On the other hand, she said, she kept busy and the time went by quickly. "I enjoyed it," she added. "I thought it was good experience and really good training. I liked Breakout the best because you're not in the classroom. One of my reasons for becoming a police officer is because I like being outdoors, mobile, active and not just sitting behind a desk."
Morgan credited two things with helping prepare her for the police academy — The Chantilly Academy's law-enforcement program and the Explorer Program run by the Boy Scouts. The latter is for people, ages 14-21. Morgan participated from ages 16-20 and even made captain — the highest Explorer rank.
"WE GOT training in things we'd encounter on the street as police officers — handcuffing, traffic stops, etc.," she said. "We also did community-service projects, plus two ride-alongs a month, and I learned a lot from them, too." (For more Explorer information, call Lt.
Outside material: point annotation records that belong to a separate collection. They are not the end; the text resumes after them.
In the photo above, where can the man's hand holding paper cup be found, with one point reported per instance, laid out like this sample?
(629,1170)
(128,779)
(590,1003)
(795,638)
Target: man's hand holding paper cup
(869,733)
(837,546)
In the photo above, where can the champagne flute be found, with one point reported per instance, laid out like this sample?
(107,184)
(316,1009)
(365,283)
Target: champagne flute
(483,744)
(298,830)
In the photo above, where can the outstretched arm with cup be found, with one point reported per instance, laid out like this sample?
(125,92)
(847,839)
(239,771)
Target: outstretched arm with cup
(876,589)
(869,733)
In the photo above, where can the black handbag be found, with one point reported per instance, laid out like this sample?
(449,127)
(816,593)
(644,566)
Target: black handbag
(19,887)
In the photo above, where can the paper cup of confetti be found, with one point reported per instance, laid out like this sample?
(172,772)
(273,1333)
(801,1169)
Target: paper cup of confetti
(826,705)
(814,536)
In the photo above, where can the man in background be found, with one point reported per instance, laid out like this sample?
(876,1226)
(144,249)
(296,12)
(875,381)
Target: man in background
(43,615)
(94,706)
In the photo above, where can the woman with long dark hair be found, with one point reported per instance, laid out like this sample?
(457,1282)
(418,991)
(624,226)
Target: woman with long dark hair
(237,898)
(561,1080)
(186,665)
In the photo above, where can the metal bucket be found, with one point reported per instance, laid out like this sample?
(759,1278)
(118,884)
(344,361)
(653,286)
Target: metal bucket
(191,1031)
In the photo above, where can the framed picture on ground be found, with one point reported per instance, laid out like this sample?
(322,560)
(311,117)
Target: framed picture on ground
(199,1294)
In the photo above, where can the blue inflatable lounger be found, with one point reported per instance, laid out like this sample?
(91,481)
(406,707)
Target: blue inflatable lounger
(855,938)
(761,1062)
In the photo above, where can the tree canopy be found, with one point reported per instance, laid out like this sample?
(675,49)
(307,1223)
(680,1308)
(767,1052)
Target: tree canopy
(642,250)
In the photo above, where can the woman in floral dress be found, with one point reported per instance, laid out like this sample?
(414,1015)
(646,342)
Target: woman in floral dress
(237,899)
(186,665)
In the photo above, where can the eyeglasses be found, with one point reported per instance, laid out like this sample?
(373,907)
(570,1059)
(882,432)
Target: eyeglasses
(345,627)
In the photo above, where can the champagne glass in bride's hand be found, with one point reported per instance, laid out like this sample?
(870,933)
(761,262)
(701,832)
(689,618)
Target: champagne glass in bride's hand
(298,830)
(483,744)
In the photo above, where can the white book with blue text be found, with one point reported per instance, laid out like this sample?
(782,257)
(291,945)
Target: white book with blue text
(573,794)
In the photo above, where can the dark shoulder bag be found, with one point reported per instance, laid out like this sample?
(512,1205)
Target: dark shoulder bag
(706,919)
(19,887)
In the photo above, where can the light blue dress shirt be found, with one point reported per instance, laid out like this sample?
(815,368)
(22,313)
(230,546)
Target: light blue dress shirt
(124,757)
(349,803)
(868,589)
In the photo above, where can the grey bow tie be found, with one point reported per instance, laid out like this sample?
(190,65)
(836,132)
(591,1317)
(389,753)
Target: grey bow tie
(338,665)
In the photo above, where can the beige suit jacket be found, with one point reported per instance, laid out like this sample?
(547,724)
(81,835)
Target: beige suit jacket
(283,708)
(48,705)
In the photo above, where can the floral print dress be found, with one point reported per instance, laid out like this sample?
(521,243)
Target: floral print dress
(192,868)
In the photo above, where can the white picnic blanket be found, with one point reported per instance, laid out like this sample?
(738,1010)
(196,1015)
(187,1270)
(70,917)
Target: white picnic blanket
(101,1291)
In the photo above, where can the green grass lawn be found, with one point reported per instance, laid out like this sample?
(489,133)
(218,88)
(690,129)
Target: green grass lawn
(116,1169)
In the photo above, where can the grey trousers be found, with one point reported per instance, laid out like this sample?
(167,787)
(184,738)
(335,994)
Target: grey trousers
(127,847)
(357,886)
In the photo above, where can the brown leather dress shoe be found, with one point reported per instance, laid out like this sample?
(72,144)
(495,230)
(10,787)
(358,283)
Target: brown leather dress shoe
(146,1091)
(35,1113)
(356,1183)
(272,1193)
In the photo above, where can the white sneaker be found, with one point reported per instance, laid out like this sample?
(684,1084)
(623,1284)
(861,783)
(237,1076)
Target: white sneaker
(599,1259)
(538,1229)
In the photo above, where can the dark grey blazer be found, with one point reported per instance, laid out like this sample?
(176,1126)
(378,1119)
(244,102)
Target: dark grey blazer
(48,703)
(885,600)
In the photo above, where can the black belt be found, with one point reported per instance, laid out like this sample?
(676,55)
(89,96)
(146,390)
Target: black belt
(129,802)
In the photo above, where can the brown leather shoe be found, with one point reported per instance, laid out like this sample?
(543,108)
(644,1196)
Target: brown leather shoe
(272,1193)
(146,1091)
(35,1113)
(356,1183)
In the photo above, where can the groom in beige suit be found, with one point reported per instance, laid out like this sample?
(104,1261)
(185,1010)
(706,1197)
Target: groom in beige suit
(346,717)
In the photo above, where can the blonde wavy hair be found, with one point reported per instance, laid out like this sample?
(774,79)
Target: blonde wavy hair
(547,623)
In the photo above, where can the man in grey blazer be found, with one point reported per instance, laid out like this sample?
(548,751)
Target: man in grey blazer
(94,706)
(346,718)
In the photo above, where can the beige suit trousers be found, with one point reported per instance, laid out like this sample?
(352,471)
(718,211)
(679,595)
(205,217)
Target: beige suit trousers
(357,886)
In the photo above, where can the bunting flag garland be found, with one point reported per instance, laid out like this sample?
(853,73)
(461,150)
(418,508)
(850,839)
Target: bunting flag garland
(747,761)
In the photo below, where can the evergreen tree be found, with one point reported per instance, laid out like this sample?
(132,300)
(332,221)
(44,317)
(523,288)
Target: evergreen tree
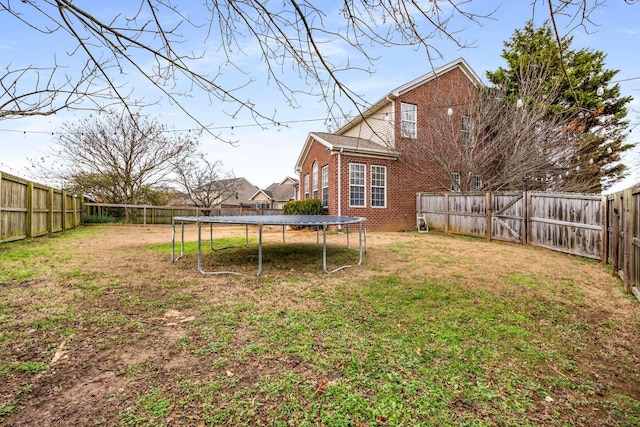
(583,92)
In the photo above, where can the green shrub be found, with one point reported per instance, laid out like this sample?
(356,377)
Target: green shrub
(304,207)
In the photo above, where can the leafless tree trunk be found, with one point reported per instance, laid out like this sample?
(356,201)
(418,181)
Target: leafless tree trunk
(114,157)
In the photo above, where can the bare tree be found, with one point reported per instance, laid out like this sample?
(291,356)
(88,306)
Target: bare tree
(204,181)
(496,140)
(156,42)
(116,158)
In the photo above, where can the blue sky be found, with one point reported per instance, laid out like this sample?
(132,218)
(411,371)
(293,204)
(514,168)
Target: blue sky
(268,155)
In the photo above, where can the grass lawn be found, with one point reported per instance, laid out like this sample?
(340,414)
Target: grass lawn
(99,327)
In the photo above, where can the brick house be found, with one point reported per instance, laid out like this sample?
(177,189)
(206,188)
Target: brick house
(359,169)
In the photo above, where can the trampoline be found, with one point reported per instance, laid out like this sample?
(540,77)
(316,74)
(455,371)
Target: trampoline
(317,221)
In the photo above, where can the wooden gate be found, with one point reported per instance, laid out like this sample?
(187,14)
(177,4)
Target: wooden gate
(507,217)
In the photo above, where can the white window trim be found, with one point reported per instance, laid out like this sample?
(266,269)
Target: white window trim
(314,180)
(467,132)
(477,179)
(364,185)
(385,186)
(413,120)
(455,182)
(324,176)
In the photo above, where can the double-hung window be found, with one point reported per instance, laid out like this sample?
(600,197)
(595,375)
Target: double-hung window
(325,186)
(467,132)
(314,180)
(408,120)
(378,186)
(455,182)
(477,182)
(357,182)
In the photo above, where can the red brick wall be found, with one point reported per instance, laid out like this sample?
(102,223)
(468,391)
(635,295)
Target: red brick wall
(403,183)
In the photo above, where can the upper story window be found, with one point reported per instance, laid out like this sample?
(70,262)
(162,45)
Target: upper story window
(306,186)
(455,181)
(378,186)
(357,180)
(467,132)
(408,120)
(477,183)
(325,186)
(314,180)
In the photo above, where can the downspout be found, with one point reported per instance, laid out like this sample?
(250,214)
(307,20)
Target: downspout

Frank Creswell at 703-246-4311 or see www.post1742.org).
A retired Fairfax County police officer taught the program at The Chantilly Academy. "We learned to shoot, and he taught us about the law," said Morgan. "It was almost like a mini police academy, but geared more toward showing you what police officers do, to see if you'd like it for a career."
Now, as an actual officer, she said, "It's a whole, new level of responsibility, carrying the gun and wearing the badge." Maj. Lee Williams, police academy director, agrees. While noting that she did an "outstanding job" at the academy and was "definitely deserving" of being number one, now, he said, "It's time to see if she can demonstrate that knowledge in real-world experiences."